Popular Muslim prayer apps - that have over 17 million downloads combined - were banned from Google's Play Store on reports that they secretly harvested data with code developed by a company with alleged links to US security agencies.
‘Al-Moazin Lite (Prayer times)’, ‘Qibla Compass - Ramadan 2022’, ‘Full Quran MP3-50', and ‘Al Quran Mp3 – 50 Reciters & Translation Audio’ were amongst dozens of other apps Google banned on March 25.
“This ongoing spying on American Muslims’"
“CAIR is urging Congress to protect American Muslims, in addition to Muslims overseas, whose Islamic prayer apps and their corresponding cellphone data continue to be spied on by multiple U.S. military contractors – and purchased by the U.S. military," said Director of Government Affairs Department Robert S. McCaw.
“This ongoing spying on American Muslims’ cellphone metadata and Islamic app usage is a direct attack on the First Amendment rights of our community and its consumer privacy.
“The Islamic prayer app data being secretly scooped up by U.S. military contractors and the federal government offer personal insights into how often Muslims pray, what religious verses and materials they are studying, their precise location, and whether they are in congregation with other Muslims using these apps.
“Overseas, the U.S. military and CIA could be using this metadata to target Muslims for further surveillance, drone assassination or other operations.

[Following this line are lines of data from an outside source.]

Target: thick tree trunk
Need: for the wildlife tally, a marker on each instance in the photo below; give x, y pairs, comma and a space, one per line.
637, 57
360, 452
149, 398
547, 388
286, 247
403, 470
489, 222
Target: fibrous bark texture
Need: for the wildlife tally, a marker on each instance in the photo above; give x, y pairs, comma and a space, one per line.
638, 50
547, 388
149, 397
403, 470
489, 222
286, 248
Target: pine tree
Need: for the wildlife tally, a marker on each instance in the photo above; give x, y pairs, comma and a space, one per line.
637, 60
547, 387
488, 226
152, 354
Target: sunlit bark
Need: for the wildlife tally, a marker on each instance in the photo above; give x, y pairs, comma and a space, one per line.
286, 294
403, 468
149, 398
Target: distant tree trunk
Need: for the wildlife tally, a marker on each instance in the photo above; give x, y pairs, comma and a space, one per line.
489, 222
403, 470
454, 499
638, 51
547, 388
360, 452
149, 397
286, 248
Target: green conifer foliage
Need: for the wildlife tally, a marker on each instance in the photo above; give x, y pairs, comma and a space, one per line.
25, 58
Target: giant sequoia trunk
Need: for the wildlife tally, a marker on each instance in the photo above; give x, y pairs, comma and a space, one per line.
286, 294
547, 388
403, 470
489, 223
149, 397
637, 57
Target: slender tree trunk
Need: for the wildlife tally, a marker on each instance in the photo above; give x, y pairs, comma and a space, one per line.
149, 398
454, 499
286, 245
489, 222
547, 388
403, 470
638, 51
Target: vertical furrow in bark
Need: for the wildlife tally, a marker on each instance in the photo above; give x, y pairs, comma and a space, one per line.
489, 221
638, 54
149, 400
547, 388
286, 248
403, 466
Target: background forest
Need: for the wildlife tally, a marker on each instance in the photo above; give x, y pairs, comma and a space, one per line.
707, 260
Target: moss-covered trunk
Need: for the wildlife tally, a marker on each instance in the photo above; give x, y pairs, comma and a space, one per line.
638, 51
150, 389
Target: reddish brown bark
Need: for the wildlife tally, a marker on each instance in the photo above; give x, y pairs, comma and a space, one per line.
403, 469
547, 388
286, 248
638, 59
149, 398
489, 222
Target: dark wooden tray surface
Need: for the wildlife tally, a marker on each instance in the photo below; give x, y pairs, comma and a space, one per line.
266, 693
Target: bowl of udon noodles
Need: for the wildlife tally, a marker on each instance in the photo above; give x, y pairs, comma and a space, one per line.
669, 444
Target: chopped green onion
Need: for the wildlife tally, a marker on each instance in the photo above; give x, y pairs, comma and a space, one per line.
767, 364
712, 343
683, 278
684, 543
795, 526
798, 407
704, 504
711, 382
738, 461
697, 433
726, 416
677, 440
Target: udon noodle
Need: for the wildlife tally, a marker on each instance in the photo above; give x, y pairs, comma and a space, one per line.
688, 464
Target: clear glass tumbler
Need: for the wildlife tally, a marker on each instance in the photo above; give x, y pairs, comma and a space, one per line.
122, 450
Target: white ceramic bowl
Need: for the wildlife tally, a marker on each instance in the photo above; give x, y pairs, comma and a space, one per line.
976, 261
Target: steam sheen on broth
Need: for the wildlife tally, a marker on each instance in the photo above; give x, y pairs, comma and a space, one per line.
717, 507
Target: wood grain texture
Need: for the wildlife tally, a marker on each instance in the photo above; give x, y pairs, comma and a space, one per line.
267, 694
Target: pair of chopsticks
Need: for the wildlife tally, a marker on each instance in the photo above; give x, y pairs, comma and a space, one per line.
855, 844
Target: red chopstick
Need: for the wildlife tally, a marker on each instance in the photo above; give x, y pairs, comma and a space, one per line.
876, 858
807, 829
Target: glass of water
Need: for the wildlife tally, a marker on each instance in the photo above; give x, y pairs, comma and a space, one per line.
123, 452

“Congress has to stop ignoring this issue or treating it like it is normal. This is not normal. This would not be tolerated by any religious community. Congress needs to investigate this now.”
This is not the first that CAIR has urged Congress to investigate the US military and its involvement with Muslim apps.
Last year it highlighted the US military's purchase of location and movement metadata from two popular Muslim apps, “Muslim Pro” and “Muslim Mingle”, to conduct counterterrorism and intelligence-gathering operations.
But CAIR said Congress has yet to investigate the "ongoing issues of the US government and military contractors spying on Muslim apps."